Vision transformers (ViT) have been shown to allow for more flexible feature detection and can outperform convolutional neural network (CNN) when pre-trained on sufficient data. Due to their promising feature detection capabilities, we deployed ViTs for morphological classification of anaplastic large cell lymphoma (ALCL) versus classic Hodgkin lymphoma (cHL). We had previously designed a ViT model which was trained on a small dataset of 1,200 image patches in fully supervised training. That model achieved a diagnostic accuracy of 100% and an F1 score of 1.0 on the independent test set.
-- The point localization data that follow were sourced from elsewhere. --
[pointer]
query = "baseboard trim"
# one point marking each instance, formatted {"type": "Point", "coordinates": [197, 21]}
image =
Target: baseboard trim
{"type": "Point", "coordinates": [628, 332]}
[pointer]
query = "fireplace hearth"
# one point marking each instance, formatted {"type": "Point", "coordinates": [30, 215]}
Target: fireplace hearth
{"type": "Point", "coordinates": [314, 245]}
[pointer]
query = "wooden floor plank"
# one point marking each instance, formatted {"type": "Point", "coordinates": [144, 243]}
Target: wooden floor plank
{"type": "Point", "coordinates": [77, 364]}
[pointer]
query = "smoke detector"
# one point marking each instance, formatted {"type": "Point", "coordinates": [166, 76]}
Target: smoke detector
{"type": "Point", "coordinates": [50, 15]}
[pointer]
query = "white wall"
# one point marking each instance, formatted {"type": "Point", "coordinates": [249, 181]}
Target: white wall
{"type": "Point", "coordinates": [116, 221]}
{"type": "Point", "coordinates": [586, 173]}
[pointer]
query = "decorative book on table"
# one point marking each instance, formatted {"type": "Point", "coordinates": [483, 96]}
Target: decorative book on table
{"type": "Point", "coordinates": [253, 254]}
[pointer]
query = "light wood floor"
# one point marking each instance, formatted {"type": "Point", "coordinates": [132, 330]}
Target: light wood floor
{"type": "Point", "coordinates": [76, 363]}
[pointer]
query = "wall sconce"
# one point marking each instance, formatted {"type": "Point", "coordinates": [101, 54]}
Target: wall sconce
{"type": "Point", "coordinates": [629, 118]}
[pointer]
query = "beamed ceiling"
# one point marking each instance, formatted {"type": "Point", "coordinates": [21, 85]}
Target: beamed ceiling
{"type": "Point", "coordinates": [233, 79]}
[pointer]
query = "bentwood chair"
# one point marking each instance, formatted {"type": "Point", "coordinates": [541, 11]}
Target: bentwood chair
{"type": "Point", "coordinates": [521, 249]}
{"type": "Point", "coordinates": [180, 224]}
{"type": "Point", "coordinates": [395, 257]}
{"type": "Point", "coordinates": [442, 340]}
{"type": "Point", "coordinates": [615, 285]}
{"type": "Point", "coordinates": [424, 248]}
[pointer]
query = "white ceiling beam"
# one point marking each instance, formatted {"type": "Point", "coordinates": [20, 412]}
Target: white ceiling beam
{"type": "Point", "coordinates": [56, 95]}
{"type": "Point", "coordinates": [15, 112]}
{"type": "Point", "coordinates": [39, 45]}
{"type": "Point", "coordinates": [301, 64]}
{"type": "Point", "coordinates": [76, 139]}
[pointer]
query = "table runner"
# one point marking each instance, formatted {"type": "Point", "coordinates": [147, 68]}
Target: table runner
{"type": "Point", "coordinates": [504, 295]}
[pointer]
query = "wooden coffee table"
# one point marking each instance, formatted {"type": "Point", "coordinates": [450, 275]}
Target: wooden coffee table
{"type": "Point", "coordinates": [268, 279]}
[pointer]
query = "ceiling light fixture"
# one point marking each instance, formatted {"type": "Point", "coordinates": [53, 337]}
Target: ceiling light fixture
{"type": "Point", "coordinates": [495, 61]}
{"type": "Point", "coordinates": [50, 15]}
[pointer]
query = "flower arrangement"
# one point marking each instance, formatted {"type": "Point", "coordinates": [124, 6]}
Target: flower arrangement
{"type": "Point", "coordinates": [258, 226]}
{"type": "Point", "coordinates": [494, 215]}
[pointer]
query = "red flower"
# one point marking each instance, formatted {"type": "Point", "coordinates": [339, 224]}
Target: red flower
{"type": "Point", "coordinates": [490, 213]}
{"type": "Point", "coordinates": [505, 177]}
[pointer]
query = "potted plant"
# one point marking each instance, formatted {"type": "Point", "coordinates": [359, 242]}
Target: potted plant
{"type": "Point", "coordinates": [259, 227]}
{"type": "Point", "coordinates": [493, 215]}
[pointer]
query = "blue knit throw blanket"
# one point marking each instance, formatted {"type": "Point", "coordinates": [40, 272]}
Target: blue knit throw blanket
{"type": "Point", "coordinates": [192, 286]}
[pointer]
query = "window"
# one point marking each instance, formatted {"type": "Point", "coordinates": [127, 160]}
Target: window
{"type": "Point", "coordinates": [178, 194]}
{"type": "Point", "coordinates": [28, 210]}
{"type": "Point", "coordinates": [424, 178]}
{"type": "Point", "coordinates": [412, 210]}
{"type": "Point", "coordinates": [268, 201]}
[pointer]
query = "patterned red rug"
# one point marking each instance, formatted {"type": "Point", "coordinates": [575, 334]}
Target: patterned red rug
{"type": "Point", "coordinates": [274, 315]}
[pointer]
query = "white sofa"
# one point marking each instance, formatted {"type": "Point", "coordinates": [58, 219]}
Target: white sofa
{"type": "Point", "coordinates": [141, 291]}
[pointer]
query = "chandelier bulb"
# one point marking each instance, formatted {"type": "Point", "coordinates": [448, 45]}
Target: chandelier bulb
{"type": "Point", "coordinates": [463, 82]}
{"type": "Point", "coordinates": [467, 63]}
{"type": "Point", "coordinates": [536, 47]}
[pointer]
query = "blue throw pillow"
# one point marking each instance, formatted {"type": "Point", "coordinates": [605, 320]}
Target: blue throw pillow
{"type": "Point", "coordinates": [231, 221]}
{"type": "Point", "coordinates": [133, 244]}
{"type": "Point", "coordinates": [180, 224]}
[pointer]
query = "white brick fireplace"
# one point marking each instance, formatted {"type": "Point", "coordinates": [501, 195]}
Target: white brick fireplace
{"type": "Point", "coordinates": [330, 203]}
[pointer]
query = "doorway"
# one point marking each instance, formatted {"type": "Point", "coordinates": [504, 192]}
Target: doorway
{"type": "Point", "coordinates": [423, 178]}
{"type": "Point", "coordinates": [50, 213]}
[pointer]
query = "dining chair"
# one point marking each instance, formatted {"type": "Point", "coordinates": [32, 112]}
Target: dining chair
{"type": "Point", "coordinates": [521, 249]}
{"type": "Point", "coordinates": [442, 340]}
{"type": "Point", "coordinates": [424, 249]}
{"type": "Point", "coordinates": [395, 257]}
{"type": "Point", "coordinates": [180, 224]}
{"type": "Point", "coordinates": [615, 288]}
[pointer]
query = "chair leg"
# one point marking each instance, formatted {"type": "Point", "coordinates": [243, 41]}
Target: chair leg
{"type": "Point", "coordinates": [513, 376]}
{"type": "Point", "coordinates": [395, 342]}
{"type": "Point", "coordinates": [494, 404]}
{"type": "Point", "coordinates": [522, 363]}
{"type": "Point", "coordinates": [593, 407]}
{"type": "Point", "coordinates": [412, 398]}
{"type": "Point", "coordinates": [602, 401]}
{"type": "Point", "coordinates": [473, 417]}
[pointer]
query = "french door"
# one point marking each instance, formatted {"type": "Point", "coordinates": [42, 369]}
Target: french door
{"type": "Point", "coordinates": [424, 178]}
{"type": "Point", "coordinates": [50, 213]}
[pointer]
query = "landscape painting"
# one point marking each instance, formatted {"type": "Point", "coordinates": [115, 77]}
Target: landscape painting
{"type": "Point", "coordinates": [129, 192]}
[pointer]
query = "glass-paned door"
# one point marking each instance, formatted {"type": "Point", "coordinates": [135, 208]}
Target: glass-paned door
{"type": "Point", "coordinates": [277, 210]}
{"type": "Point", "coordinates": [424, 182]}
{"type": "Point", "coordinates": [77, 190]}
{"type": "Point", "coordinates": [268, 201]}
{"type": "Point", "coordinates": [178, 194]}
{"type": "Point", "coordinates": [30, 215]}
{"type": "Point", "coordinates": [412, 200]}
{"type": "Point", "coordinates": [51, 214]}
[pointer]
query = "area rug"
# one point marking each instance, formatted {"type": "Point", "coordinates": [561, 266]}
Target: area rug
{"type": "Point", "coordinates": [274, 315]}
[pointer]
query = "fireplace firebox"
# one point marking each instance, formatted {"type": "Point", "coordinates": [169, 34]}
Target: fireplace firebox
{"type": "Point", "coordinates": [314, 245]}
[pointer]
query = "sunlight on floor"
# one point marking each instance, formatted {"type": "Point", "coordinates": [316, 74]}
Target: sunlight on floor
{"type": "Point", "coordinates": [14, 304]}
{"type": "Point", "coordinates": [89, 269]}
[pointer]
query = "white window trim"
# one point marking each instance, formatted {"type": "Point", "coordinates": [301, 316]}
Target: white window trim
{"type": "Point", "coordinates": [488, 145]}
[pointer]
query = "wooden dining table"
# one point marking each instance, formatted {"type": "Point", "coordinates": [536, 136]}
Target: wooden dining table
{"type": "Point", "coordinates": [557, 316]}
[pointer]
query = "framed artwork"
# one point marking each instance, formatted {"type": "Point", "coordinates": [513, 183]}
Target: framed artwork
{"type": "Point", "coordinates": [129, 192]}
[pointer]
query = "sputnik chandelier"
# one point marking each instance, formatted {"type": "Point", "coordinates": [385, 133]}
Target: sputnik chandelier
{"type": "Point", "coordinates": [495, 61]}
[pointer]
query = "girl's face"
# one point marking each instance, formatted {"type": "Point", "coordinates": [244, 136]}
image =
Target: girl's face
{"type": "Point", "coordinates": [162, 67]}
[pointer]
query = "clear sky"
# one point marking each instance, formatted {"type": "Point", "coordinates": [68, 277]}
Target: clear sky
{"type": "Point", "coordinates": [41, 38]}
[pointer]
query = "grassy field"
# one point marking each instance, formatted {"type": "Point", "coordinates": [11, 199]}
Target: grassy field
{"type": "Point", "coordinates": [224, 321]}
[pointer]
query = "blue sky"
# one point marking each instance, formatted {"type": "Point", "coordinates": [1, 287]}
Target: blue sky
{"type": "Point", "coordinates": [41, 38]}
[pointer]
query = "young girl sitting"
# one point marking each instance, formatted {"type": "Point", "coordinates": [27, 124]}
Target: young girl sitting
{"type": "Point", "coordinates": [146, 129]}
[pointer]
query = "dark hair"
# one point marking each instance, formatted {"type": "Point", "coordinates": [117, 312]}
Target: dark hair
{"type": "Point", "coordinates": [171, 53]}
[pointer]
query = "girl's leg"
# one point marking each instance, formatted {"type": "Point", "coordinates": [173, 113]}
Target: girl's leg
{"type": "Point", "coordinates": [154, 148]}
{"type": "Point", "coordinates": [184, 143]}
Since fully supervised training is not a practical method due to lack of expertise resources in both the training and testing phases, we conducted a recent study on a modified approach to training data (weakly supervised training) and show that labeling training image patch automatically at the slide level of each whole-slide-image is a more practical solution for clinical use of Vision Transformer. Our ViT model, trained on a larger dataset of 100,000 image patches, yields evaluation metrics with significant accuracy, F1 score, and area under the curve (AUC) at 91.85%, 0.92, and 0.98, respectively. These are respectable values that qualify this ViT model, with weakly supervised training, as a suitable tool for a deep learning module in clinical model development using automated image patch extraction.